Your dog is dead, so we’ve put her in a bin in Brislington”, is just one of the sickening prank calls a woman from Bristol has received since her dog was stolen.
Bibby Curtis from Warmley launched an online campaign to find her beloved English springer spaniel in September immediately after the 18-month-old was taken.
Amo the dog had been with Bibby’s family at a country fair in Telford when she was swiped, and she has been determined to get her back ever since.
But, after appealing to the public for help in locating Amo, the 20-year-old started being subjected to a number of disturbing phone calls.
Anonymous calls from strangers demanding she transfer thousands of pounds into their bank account to ensure Amo’s safe return.
While some were from sinister men requesting sexual favours in exchange for the animal’s safety.
To her disappointment, the most disturbing calls came from a group of children in Bristol who thought it would be funny to torment her after seeing posters about Amo displayed in their area.
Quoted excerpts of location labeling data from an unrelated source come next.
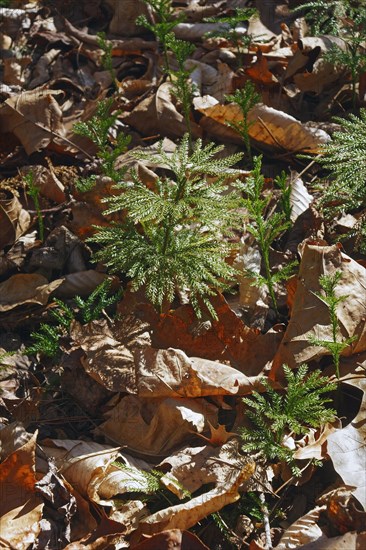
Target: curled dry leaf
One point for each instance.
(159, 114)
(121, 362)
(20, 506)
(184, 516)
(300, 198)
(124, 16)
(226, 339)
(14, 220)
(88, 467)
(34, 117)
(174, 538)
(194, 467)
(349, 541)
(347, 448)
(270, 128)
(26, 288)
(302, 531)
(155, 427)
(80, 283)
(317, 260)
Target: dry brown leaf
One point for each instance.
(260, 73)
(121, 362)
(349, 541)
(319, 259)
(81, 283)
(194, 467)
(302, 531)
(270, 129)
(308, 69)
(175, 538)
(34, 117)
(347, 448)
(218, 435)
(184, 516)
(26, 288)
(300, 198)
(14, 70)
(159, 114)
(14, 220)
(155, 427)
(124, 16)
(312, 444)
(83, 464)
(20, 506)
(226, 339)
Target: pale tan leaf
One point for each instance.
(80, 283)
(347, 449)
(14, 220)
(184, 516)
(300, 198)
(348, 541)
(270, 128)
(154, 427)
(302, 531)
(124, 16)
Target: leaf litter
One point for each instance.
(129, 436)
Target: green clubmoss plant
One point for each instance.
(173, 236)
(323, 16)
(163, 22)
(97, 129)
(353, 57)
(33, 192)
(229, 30)
(265, 229)
(345, 158)
(328, 296)
(182, 86)
(276, 416)
(246, 98)
(98, 301)
(281, 181)
(46, 341)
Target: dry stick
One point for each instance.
(267, 527)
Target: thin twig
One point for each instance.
(267, 527)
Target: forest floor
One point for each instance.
(150, 409)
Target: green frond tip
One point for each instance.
(174, 235)
(345, 158)
(277, 415)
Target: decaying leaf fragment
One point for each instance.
(270, 129)
(20, 506)
(14, 219)
(26, 288)
(310, 316)
(347, 449)
(34, 117)
(184, 516)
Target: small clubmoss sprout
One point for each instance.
(276, 416)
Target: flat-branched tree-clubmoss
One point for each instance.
(174, 234)
(277, 415)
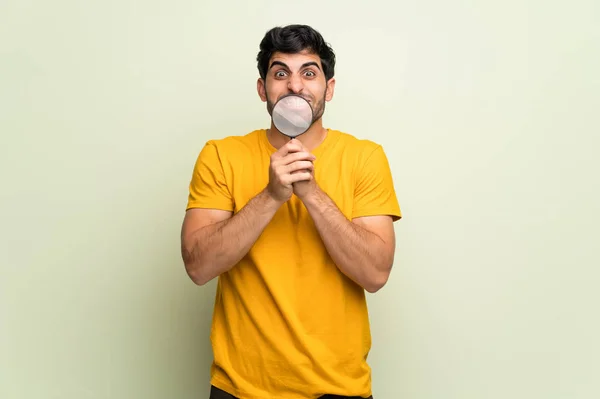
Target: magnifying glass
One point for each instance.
(292, 115)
“It started last Wednesday. I could tell they were from Bristol because of their accents and because they mentioned Brislington,” Bibby said.
“There was a big group of them laughing and chatting. They said ‘your dog is dead so we’ve put her in a bin in Broomhill, Brislington’”.
“I was so disturbed by it, I couldn’t believe 12-year-olds would want to do something like that,” she said.
One of the phone calls was also so racist, they said they had taken Amo to their grandmother’s house so she would cook her because she’s Chinese.”
Bibby said the last straw came when she got another anonymous phone call from a young child from Bristol.
“It had been a low day for me anyway, I had spent the last week travelling over 150 miles to try and find Amo then I got this call,” she said.
“It was another one from a Bristol kid, at first he asked, ‘is your dog still missing?’ When I said yes, he said ‘I think I just saw it walking down my street’. Then, he burst out laughing and said ‘joking, your dog is dead’ and hung up.
“I just broke down. You don’t expect that from children in your hometown.”
Distraught Bibby rang her mum who helped her ring around Brislington to get the posters taken down, which she said was the last thing she wanted to do with Amo still missing.
Amo had been bred from Bibby’s parents’ springer spaniel, but she was born dead and Bibby spent around 45 minutes reviving the newborn pup.
Needing a lot of care and attention in the following months, the pair built a very strong bond.
“I feel like the left side of my heart is gone because she’s not here and that pain was even more unbearable when I got those heartless calls,” she said.
Bibby and her family have also made t-shirts with the missing information printed on and have put up posters all around Bristol and other areas.
Concerned Amo may have been taken further afield, possibly to Ireland, Bibby said she is desperate to spread the word even further if she has any hope of seeing her dog again.